Bangladeshi authorities are taking steps to improve worker safety in the wake of a factory collapse that killed hundreds, Bloomberg reports.

Bangladesh’s government, employers and workers have agreed to a plan with the International Labour Organization that would relocate unsafe factories, retrain workers injured in recent factory disasters, recruit more government inspectors and allow for collective bargaining, among other provisions, according to a statement posted on the ILO website.

The proposals will be submitted to the Bangladeshi parliament in June and the government plans to cooperate, the country’s Commerce Secretary Mahbub Ahmed told Bloomberg.

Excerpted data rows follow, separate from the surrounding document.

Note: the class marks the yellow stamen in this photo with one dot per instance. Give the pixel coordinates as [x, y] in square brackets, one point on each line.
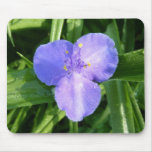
[65, 68]
[80, 45]
[66, 52]
[89, 64]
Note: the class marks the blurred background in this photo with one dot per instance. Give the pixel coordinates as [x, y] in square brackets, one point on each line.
[31, 105]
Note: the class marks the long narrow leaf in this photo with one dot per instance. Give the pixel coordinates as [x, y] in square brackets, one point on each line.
[56, 29]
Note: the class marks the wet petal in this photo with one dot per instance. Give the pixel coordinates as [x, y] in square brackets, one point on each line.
[77, 96]
[100, 57]
[49, 61]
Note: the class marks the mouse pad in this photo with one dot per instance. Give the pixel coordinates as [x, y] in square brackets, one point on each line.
[75, 76]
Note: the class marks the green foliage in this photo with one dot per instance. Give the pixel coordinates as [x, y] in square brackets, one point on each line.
[31, 105]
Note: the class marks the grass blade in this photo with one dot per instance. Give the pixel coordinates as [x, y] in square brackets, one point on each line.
[120, 107]
[56, 29]
[136, 108]
[130, 67]
[24, 89]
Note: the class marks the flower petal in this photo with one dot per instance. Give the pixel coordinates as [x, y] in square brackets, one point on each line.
[49, 61]
[77, 96]
[98, 52]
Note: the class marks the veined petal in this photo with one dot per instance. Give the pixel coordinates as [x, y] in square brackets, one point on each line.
[99, 55]
[77, 96]
[49, 61]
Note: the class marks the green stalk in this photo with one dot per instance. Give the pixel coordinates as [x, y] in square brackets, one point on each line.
[74, 30]
[56, 29]
[73, 127]
[136, 109]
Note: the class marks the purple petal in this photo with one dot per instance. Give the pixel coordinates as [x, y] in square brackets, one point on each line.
[49, 61]
[98, 52]
[77, 96]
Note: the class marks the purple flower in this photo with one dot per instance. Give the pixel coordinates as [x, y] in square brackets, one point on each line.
[73, 70]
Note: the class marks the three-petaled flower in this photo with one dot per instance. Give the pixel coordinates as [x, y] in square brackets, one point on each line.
[73, 68]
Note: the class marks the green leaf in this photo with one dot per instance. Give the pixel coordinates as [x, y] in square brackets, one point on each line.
[139, 95]
[24, 89]
[20, 119]
[51, 116]
[10, 34]
[18, 24]
[56, 29]
[28, 62]
[130, 66]
[136, 108]
[120, 107]
[74, 29]
[128, 38]
[112, 31]
[73, 127]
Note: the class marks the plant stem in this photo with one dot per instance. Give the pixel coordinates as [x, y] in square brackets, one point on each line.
[73, 127]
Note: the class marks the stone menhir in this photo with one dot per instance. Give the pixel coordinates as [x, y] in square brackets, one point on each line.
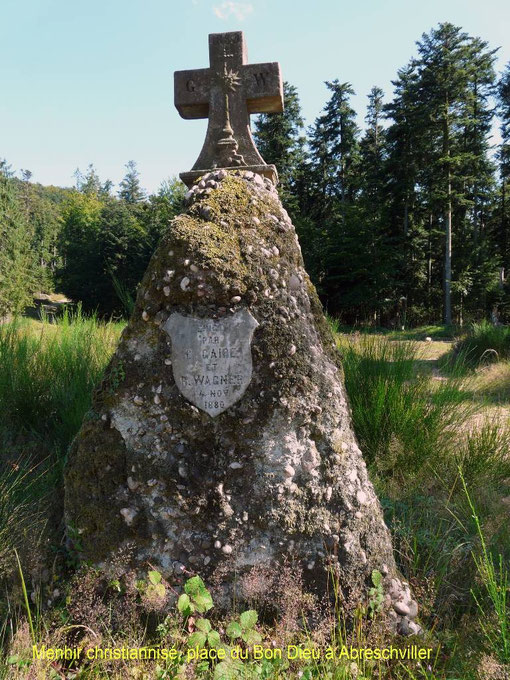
[220, 440]
[227, 93]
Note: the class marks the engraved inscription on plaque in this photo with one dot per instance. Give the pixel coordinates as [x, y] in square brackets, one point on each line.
[211, 358]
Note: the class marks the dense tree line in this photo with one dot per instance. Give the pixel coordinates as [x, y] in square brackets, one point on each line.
[86, 242]
[405, 222]
[408, 221]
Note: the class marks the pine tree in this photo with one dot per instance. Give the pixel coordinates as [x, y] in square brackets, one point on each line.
[280, 140]
[16, 255]
[130, 189]
[334, 183]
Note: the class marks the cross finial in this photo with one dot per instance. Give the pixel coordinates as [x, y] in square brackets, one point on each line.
[227, 93]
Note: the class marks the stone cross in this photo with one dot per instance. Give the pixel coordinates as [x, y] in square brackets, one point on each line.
[227, 93]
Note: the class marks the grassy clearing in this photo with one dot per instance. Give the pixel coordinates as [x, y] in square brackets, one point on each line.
[47, 373]
[436, 452]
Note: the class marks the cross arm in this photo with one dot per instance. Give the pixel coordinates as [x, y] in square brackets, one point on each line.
[263, 87]
[191, 92]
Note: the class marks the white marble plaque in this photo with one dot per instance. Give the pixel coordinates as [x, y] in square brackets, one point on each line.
[211, 358]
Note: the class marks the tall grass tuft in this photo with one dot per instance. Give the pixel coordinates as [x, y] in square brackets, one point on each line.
[485, 343]
[48, 372]
[400, 421]
[494, 578]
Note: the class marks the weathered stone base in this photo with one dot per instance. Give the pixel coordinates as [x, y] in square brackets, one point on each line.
[276, 476]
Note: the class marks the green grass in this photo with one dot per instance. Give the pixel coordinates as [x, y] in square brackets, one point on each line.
[450, 528]
[484, 343]
[401, 422]
[48, 371]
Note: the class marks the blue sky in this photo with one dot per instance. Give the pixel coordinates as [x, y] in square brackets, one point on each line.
[91, 82]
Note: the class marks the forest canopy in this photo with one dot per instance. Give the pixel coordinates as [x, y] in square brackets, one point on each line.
[402, 223]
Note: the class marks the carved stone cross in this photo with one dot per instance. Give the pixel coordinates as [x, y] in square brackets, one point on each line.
[227, 93]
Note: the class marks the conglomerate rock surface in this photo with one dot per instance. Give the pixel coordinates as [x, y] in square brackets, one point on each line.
[278, 475]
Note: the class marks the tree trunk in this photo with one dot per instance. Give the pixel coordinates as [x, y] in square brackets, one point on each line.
[448, 223]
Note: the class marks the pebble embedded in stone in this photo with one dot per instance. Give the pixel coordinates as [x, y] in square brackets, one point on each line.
[129, 514]
[361, 497]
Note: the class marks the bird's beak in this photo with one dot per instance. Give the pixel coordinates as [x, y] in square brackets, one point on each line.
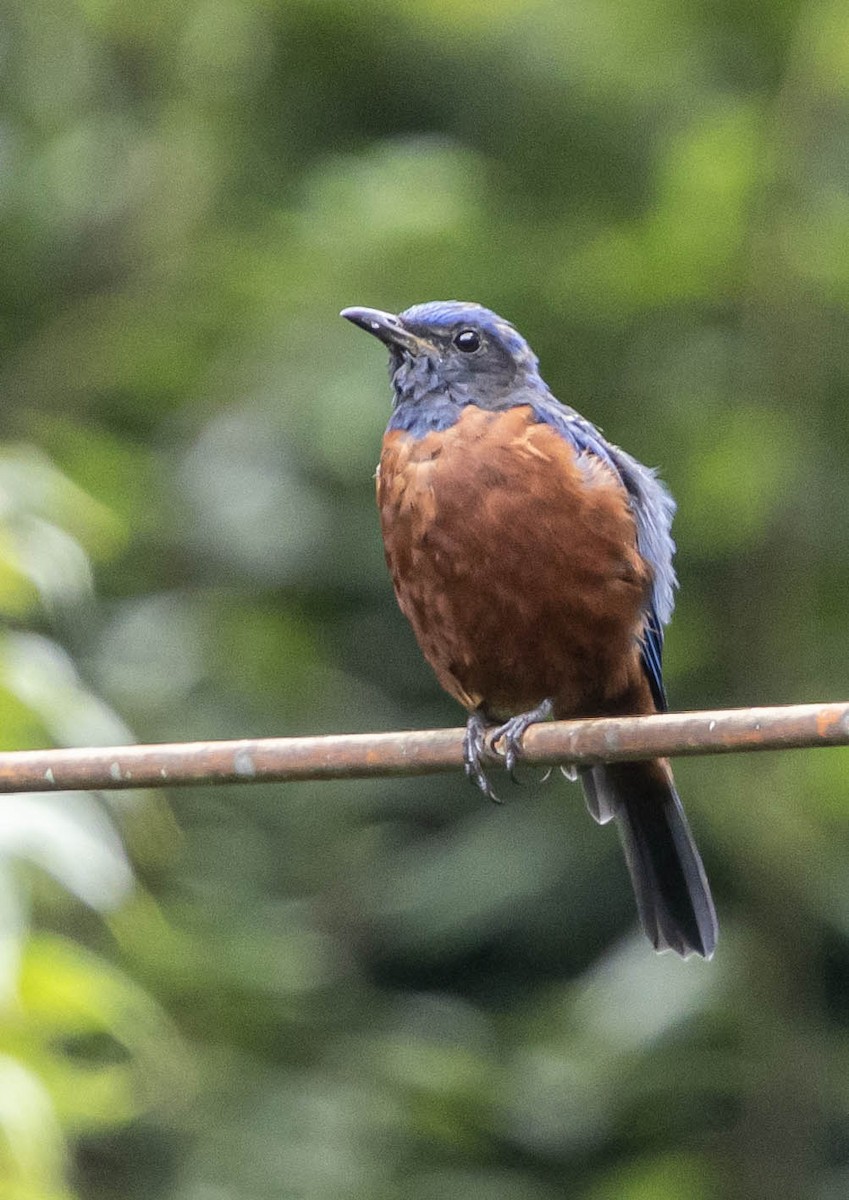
[387, 328]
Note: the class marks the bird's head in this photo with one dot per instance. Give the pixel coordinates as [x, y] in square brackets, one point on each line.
[451, 346]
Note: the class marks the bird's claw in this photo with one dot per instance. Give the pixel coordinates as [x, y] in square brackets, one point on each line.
[475, 750]
[481, 741]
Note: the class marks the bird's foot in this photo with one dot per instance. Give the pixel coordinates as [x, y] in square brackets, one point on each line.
[475, 749]
[509, 736]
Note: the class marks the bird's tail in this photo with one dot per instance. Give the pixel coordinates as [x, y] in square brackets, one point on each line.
[673, 897]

The new rules come just a few weeks after a garment factory collapse killed more than 600. The disaster, as well as others like it, including a deadly factory fire late last year, exposed the flaws in a system where Western retailers pay to have clothes produced abroad at bargain basement prices, but have little oversight over the factories where the clothes are made.

Activists and protesters around the world have put increasing pressure on retailers to change their business practices in response to the disasters and some have already taken steps to address the situation. Disney told its vendors in March -- before the deadly factory collapse -- to stop doing business in Bangladesh. Representatives from Walmart, the Gap and other retailers met last week to come up with a plan to prevent future disasters, according to the Wall Street Journal.

Some of those retailers have also put pressure on Bangladesh in the past to improve conditions for the country’s workers. H&M’s CEO asked Bangladesh’s prime minister to boost the minimum wage and establish annual wage reviews last year.